Let me know what you think. Sometimes I get TOO Preachy.
Jay
I like the idea. Unfortunately, the nearest endo is 500 miles away by plane. And my insurance won’t cover visits to the CDE (they don’t cover diabetes education); I did see her a month ago, anyway, and she doesn’t really like the idea of CGMs, so she wouldn’t do anything to help me. I did get a loaner CGM for 3 days a year ago; it showed that I was completely passed out (below 40) each night I had it. That was informative, I guess, but my insurance company just told me to take less insulin. I keep a very meticulous diary, with carbs, BG, and insulin. Unfortunately, I have a big anxiety problem with high blood sugars, so I give myself way too much insulin. I know this; I’ve been in therapy and on drugs for it for years, but it doesn’t improve. People just tell me to stop giving myself so much insulin, but that doesn’t really help. Anyway, that was what my insurance company told me too - they said I didn’t need a CGM, because it was my own fault I was getting low so much. Which I agree on, but, goddamnit, that doesn’t mean I don’t need a CGM to let me know when I’m passing out. (I passed out 4 times this weekend, and the paramedics came twice.) Dexcom has also told me they can no longer help me, because too many appeals have been rejected. (They also told me to give myself less insulin.)
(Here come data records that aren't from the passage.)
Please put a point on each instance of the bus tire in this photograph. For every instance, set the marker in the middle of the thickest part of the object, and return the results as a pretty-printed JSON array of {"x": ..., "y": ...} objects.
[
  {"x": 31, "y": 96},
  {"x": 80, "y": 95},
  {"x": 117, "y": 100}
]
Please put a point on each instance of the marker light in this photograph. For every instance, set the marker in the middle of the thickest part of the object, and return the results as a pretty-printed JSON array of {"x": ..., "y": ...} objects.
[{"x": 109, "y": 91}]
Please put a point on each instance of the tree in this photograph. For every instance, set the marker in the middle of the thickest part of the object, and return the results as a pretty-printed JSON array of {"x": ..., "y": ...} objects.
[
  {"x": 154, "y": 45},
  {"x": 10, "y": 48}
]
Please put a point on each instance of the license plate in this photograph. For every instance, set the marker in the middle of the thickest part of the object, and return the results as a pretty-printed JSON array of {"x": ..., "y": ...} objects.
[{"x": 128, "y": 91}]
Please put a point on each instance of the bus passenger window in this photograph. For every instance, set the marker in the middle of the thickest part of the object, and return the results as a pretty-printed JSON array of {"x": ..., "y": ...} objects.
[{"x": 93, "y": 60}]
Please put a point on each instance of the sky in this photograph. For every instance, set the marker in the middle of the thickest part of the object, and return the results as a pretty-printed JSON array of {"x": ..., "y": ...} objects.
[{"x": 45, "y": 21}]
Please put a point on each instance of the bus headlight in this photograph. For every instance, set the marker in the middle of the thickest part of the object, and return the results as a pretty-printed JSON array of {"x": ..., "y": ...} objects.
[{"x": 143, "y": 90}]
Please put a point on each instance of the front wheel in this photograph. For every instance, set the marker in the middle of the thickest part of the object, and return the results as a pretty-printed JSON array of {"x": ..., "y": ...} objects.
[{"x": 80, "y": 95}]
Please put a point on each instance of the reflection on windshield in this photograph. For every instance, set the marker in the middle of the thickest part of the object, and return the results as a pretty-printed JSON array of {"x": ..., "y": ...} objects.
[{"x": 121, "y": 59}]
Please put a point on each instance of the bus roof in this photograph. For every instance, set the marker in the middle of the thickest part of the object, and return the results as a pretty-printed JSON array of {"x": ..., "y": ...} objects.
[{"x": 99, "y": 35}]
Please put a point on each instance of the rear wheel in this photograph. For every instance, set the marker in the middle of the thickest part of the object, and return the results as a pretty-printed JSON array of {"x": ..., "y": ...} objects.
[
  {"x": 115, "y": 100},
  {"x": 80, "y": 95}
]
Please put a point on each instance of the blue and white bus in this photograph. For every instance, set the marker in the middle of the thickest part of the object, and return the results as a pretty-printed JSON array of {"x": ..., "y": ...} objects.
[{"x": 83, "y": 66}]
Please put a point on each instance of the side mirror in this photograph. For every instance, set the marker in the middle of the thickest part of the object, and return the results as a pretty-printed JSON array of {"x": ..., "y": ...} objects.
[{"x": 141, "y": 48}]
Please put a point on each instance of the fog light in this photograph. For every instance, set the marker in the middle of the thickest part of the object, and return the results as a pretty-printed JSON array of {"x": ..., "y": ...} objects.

Anyway, basically, there aren’t any medical people around who can help. And my insurance company is notorious for being anti-diabetes. I am debating whether to bother filing an appeal to the insurance board of trustees. If they reject me, though, then that’s my last choice. But, since the reason I need a CGM is because I take too much insulin, I’m sure they’ll reject my claim for a CGM, saying that I wouldn’t need it if I just followed doctor’s advice. (Which is what makes me so frustrated; I know a CGM will not fix my problem of overinjecting, but it will at least alert me, so I won’t get fired from another job or kicked out of another apartment because I passed out again. I mean, yes, it’s my f’ing fault I overinject, but, no matter how hard I try to stop myself from doing it, I still give myself too much insulin sometimes. And then I sometimes pass out. Whether it’s my fault or not, a CGM WOULD help.)
I got denied many times then for some unknown reason in June 2009 my insurance (BCBS of MA) decided that hum maybe it would be helpful if we paid for this. I was known on a first name basis with the paramedics, local er and the er of where my endo was and the diabetic floor at the hospital my endo was at. Not something I was proud of. But since the cgm, I had not had one episode where I had to go to the er or 911 called. We just used glucagon once and that was cause I was sick and I bolused but then would not stop throwing up and the endo gave instructions to use glucagon for the insulin given so I wouldnt go low. Good Luck, and I hope you get approved soon.